Os que já conheciam a obra de Dorival ou aqueles curiosos para conhecer têm disponível uma ferramenta definitiva: grande parte da obra musical e literária de Dorival está reunida no Acervo Dorival Caymmi, que foi digitalizado em 2009. O projeto foi uma iniciativa de Danilo Caymmi, um dos filhos do casal Dorival e Stella, e também conta com um site biográfico. O acervo reúne documentos, poemas, cartas, fotos, capas de discos e partituras em mais de quatro mil arquivos, e é organizado pelo Instituto Antônio Carlos Jobim, que também contém acervos de Tom Jobim, Paulo Moura, Gilberto Gil, Lucio Costa, Chico Buarque de Holanda e Milton Nascimento.
Os arquivos são hospedados na plataforma DSpace, uma ferramenta que possibilita a criação de repositórios digitais para armazenamento, gerenciamento, preservação e visibilidade da produção intelectual. Segundo o Instituto Brasileiro de Informação em Ciência e Tecnologia, o DSpace é um software livre que transfere às organizações a responsabilidade e os custos com as atividades de arquivamento e publicação da sua produção institucional. Foi o seu reconhecimento enquanto recurso que motivou a pesquisa “Dorival Caymmi: vida, obra, pensamento e acervo em uma temporalidade do verde e amarelo”, no Programa de Pós-Graduação em Ciência da Informação da Universidade Federal da Bahia.

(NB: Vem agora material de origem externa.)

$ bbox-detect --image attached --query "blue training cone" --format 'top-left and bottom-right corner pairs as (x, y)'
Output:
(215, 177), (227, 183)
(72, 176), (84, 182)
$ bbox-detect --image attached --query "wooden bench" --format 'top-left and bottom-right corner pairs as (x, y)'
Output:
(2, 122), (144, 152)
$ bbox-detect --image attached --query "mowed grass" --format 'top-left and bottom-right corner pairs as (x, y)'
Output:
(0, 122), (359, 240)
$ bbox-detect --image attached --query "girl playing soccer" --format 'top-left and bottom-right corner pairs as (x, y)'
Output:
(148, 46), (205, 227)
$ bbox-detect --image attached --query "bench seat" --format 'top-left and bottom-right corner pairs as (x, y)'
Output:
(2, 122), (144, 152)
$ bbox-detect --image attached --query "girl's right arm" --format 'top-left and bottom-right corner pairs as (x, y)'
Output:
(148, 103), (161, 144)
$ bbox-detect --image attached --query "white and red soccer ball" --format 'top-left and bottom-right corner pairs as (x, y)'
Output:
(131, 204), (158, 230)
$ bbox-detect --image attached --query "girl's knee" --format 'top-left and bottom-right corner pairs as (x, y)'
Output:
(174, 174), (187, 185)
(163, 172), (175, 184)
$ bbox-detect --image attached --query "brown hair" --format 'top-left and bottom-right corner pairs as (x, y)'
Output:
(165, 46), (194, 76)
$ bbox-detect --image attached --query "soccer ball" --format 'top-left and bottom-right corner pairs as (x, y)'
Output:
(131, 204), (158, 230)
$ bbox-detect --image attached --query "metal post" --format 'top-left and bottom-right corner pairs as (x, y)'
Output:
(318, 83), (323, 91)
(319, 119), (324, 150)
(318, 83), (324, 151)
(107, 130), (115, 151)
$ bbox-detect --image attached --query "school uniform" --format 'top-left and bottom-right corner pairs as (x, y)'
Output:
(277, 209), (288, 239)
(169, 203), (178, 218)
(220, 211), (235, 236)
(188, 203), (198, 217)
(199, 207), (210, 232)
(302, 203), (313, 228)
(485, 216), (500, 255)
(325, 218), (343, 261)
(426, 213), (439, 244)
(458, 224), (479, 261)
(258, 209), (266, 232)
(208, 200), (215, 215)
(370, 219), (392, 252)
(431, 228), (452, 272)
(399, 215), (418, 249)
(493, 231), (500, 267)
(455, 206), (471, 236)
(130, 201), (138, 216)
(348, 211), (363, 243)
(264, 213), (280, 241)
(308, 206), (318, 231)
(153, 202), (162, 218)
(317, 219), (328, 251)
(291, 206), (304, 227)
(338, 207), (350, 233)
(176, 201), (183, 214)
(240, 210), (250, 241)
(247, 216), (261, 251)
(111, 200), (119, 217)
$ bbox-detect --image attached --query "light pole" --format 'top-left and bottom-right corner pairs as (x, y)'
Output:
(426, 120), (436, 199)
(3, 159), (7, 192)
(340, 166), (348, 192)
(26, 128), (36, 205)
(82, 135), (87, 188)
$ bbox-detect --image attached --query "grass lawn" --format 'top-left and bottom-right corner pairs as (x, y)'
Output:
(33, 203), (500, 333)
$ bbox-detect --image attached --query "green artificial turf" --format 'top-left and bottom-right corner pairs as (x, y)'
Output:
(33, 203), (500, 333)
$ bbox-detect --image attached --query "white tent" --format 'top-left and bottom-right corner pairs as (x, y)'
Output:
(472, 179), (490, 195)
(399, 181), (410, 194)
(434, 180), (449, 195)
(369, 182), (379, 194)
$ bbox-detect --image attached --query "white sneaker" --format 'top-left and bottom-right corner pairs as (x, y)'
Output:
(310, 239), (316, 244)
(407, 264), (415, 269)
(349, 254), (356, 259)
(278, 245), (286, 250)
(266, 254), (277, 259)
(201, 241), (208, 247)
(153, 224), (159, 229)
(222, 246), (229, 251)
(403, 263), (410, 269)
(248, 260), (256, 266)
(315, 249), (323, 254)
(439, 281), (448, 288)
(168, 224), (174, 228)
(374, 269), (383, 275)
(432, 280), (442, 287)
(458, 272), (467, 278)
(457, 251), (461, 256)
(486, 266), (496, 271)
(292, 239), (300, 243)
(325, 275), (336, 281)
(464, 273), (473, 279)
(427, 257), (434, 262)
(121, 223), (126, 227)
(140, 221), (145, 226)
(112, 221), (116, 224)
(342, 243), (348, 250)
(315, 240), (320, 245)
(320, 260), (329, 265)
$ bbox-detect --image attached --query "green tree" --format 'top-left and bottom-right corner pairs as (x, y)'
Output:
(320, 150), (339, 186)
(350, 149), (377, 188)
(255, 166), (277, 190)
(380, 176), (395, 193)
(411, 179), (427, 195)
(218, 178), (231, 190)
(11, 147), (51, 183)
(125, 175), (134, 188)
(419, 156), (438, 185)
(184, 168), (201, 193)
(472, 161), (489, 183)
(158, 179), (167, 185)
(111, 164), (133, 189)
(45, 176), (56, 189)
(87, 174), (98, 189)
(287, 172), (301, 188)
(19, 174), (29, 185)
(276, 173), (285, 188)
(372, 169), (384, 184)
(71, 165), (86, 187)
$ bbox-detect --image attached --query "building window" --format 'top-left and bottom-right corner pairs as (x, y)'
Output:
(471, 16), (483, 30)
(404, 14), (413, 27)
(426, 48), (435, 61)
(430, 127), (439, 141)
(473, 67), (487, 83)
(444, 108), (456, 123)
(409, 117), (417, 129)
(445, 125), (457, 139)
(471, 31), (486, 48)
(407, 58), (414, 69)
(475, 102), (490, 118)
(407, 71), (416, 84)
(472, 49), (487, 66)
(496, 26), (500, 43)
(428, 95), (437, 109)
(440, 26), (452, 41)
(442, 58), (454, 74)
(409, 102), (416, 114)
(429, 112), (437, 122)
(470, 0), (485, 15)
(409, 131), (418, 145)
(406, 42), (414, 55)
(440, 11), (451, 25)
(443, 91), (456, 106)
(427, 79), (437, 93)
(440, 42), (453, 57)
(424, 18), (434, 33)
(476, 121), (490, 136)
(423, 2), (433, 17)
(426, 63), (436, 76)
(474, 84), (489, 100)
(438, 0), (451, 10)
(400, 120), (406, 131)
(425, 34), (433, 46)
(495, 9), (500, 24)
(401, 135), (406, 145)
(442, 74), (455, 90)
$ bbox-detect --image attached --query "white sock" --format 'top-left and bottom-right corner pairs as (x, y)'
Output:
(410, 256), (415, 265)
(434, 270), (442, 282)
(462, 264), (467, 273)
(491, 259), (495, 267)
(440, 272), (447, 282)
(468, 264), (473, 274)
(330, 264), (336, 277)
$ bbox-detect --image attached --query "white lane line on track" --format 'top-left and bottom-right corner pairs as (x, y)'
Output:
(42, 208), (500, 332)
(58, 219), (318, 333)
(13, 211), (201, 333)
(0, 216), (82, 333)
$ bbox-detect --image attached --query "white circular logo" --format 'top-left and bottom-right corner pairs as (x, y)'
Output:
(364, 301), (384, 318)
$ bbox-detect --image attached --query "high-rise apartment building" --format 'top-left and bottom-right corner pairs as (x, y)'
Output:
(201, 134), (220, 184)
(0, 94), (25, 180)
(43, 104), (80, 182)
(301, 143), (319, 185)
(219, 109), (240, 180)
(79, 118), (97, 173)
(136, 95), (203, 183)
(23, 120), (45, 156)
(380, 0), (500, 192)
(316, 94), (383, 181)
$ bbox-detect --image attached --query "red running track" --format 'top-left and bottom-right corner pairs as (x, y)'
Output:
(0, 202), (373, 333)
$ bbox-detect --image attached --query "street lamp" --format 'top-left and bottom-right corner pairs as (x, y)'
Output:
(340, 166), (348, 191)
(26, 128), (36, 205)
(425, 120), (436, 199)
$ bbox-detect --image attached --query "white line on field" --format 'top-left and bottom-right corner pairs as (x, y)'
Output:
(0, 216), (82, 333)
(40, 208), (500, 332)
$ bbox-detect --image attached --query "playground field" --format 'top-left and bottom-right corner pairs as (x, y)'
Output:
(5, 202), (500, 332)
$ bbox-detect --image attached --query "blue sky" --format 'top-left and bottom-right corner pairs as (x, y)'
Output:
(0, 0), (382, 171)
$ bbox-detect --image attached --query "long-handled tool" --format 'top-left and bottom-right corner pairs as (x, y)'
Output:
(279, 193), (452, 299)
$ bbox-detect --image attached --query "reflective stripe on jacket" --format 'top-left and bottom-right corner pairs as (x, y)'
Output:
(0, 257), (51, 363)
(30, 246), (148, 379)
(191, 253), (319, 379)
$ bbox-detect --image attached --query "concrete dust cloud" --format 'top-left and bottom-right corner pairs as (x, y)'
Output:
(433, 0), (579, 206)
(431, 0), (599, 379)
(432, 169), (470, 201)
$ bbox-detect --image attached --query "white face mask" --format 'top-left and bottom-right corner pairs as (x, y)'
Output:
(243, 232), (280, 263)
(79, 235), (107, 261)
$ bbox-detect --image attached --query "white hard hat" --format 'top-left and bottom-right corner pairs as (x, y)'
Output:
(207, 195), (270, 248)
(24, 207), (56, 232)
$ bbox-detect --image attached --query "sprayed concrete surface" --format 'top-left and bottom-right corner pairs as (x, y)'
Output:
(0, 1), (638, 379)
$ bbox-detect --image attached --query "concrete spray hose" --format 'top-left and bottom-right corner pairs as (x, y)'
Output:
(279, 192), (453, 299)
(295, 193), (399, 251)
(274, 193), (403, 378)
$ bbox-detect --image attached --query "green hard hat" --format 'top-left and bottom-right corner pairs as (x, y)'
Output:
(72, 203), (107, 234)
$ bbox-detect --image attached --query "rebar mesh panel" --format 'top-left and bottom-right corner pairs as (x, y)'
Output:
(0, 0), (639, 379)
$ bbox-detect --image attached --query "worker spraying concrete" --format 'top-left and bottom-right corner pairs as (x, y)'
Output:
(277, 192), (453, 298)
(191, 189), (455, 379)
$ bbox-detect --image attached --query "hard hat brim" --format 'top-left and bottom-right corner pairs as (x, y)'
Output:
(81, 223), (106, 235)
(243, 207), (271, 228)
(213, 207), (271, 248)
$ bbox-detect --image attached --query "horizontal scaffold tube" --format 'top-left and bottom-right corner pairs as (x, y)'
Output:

A pesquisadora da UFBA Vagna Shirlei Vidal estudou a disponibilização do acervo de Dorival Caymmi na internet com o caso da sua dissertação de mestrado, através dos estudos da arquivologia. Ao dissecar todos os critérios utilizados na organização e disseminação do arquivo pessoal de Dorival Caymmi, Vagna chega à conclusão de que o acervo “cumpre a sua função social, fica evidente que o Instituto Antônio Carlos Jobim encontra-se mergulhado na cultura digital, possibilitando uma nova e promissora oportunidade de crescimento, para os pesquisadores e para a comunidade em geral”.
Caymmi cantava a nostalgia da sua terra em músicas como a já citada Saudade de Itapoã, ao dizer “Oh Vento que Ondula as Águas/ Eu nunca tive saudade igual/ Me traga boas notícias daquela terra toda manhã”. Que esse acervo ajude a atenuar um pouco a saudade que temos do bom baiano cantador das prosas litorâneas.